Even though the biggest effects will happen if companies took the responsibility of making fast fashion’s effects less harmful, there are ways that the individual can help. These include shopping at second hand stores, donating clothes instead of throwing them away, washing your clothes less often, and researching companies before buying from them. Patagonia has been recycling soda bottles and turning them into fibers that make their clothing items since 1993 (Claudio). Another great way is to educate yourself and others on the issue. Living so far away from the people that this issue tends to affect most can create ignorance and apathy to the problem. It can be hard as a person living in America to have an encounter which enables them to want to bring change. As Bobbie Harro says in The Cycle of Liberation the waking up stage is usually caused by a critical incident that creates cognitive dissonance (Harro, 629).
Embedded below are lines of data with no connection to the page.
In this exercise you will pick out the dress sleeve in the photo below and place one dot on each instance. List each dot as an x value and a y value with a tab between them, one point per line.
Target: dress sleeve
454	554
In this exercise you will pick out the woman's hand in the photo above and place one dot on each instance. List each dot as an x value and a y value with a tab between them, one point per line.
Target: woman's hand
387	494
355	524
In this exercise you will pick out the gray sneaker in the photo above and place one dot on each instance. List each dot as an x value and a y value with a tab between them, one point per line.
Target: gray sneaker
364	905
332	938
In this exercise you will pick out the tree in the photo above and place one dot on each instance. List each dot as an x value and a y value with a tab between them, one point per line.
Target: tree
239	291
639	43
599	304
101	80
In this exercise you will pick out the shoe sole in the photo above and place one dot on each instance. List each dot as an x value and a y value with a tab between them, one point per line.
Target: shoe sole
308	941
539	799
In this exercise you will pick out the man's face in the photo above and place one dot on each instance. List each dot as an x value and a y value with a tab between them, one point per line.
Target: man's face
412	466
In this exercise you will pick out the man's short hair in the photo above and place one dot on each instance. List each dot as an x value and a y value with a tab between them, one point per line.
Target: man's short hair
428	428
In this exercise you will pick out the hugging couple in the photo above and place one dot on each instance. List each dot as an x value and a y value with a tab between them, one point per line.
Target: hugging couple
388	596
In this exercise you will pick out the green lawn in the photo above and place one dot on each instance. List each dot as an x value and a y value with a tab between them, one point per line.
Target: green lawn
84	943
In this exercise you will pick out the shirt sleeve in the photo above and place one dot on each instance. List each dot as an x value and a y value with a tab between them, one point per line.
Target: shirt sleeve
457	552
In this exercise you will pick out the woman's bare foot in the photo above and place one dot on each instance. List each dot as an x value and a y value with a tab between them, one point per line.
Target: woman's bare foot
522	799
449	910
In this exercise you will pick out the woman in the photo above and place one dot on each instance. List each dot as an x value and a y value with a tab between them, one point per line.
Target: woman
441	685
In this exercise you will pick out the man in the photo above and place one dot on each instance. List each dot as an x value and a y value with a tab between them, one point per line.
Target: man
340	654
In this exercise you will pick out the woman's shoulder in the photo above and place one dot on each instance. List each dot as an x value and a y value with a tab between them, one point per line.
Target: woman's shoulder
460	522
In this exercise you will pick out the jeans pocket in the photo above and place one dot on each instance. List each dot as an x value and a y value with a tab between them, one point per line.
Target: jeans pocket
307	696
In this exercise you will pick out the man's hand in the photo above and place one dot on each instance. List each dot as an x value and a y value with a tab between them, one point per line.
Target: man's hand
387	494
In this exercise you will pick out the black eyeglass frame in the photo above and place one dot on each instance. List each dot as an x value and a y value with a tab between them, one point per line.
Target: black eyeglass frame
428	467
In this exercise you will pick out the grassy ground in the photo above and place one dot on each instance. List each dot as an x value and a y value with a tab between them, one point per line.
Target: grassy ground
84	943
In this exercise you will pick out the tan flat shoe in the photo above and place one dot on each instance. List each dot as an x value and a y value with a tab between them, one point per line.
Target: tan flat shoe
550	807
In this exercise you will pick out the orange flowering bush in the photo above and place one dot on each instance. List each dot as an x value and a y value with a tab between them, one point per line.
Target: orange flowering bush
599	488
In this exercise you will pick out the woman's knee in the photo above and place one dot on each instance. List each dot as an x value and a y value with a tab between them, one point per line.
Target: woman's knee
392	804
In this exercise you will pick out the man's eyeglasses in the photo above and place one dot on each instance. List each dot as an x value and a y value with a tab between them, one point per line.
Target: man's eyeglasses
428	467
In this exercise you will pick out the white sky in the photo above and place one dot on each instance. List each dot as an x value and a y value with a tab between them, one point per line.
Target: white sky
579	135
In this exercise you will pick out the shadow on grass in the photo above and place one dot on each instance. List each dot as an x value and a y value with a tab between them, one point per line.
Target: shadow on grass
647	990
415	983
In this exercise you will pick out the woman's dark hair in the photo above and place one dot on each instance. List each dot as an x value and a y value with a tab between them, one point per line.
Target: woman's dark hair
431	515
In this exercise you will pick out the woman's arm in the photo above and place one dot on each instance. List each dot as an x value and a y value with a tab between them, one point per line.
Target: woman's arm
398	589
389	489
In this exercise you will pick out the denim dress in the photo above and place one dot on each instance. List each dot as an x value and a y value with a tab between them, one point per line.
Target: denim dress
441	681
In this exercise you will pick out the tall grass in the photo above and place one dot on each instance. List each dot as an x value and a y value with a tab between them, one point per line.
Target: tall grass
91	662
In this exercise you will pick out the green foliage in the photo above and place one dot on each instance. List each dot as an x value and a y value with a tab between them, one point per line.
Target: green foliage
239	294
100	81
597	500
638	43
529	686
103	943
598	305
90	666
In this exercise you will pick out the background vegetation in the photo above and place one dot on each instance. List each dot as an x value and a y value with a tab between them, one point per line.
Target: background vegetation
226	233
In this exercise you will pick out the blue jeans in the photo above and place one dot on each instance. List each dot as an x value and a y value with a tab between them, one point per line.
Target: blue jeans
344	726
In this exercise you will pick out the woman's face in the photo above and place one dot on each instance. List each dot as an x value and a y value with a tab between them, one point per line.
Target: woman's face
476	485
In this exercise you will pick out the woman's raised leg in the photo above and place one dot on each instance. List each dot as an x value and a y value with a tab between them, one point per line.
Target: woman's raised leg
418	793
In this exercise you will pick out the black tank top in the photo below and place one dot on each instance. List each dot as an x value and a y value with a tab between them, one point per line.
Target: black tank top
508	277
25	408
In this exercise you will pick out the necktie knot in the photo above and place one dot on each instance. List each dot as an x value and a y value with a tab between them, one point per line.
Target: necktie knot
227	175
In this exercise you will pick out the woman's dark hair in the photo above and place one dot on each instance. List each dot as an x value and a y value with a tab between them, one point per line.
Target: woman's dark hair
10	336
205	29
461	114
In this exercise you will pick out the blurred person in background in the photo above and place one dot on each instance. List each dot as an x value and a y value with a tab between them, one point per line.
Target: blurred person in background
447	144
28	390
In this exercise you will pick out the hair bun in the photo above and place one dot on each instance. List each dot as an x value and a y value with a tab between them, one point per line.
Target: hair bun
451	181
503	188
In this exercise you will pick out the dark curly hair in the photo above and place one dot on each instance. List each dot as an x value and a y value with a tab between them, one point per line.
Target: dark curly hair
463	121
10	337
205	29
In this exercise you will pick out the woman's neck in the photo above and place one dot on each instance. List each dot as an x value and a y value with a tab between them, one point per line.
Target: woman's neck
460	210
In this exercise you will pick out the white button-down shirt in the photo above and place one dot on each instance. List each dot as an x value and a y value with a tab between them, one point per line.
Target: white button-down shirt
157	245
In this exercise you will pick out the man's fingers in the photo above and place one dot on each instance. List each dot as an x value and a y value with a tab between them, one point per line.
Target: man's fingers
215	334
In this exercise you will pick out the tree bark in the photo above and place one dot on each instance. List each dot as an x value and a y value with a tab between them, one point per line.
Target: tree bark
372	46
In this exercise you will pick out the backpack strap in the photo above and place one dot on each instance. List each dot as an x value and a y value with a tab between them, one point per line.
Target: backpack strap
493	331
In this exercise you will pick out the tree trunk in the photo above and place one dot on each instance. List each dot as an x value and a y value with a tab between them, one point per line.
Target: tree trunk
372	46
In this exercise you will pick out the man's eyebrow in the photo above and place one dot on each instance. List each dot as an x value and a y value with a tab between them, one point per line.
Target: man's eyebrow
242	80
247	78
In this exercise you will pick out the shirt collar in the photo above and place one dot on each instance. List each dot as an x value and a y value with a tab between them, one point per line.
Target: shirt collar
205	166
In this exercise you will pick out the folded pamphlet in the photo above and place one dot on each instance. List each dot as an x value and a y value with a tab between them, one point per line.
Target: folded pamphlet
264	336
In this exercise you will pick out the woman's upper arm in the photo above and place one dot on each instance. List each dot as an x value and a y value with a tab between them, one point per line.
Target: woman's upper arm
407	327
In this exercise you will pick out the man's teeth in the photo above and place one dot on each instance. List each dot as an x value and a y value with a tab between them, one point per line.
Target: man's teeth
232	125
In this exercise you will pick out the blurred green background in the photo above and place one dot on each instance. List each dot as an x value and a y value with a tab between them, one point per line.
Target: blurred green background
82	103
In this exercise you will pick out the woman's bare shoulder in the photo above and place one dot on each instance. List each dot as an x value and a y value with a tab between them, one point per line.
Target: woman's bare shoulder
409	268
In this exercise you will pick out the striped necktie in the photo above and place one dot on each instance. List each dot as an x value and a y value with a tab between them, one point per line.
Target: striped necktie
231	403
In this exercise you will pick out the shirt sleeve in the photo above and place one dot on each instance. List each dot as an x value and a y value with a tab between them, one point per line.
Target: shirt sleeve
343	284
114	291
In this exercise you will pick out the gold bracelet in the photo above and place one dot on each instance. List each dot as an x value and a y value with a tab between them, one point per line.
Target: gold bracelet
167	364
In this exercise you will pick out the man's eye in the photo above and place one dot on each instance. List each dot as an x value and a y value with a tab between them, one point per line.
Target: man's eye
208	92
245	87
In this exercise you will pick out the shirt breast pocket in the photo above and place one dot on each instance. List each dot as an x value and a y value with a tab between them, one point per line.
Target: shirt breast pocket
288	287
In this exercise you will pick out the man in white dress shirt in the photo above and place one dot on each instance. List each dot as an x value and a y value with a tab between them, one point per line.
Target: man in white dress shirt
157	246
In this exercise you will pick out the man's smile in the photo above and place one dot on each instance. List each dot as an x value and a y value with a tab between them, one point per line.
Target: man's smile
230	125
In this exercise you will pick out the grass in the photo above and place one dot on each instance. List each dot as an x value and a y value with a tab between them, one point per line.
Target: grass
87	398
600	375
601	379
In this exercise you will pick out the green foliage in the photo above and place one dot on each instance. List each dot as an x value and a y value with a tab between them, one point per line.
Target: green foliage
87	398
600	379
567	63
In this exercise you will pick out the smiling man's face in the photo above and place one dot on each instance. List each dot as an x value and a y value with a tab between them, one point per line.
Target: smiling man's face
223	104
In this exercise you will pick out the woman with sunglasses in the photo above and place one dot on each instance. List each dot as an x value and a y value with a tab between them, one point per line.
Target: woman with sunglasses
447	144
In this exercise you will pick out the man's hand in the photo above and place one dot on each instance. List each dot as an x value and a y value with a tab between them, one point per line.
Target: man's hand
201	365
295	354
As an American living in today’s society, I believe we have become numb to the bad news we see on our phones, and by living so far away from the problem can make it hard to create an incident great enough to cause the cognitive dissonance needed in order to start the cycle of liberation. One way to try and bring some empathy back to the issue is to remember what Rushworth M. Kidder calls the “Golden Rule: Do to others what you would like them to do to you” (Kidder, 8). Trying to put yourself in the shoes of an 11 year old Banladeshi child who is working forty-five plus hours a week, working to sew almost 500 pairs of pants for about a dollar a day (Worstall).
Overall, fast fashion is the product of heavy consumerism; which in turn has led to companies producing clothing as quick and cheap as possible in order to account for the growing necessity of clothes that are on trend. This has led to unethical practices by outsourcing labor to the cheapest countries (which are cheap because all of the workers are severely underpaid). It has also led to damages in the environment: including the ocean, atmosphere and other water sources near the factories that are contaminated with dyes. Some ways to combat this are to bring awareness to the issue, call out companies who don’t use sustainable and ethical practices, and to donate clothes and buy clothes from second hand stores. In order to combat the problems that come from fast fashion it takes both the micro and macro levels. On the micro level we have to stop throwing away good clothes, research companies before buying from them, and practice washing them less. On the macro level we need to make sure workers rights are being respected by creating global organizations and we need to find better ways to make the clothes last longer with fibers that are able to decompose. It’s important not to forget the people on the other side of the world just because they are far from us. “When a diverse group of people have…created critical transformation together, we teach the lesson of hope and peace…we become more human, more whole, more authentic, more integrated, and by living this way, we increase the likelihood that the human species will survive” (Harro Liberation 633).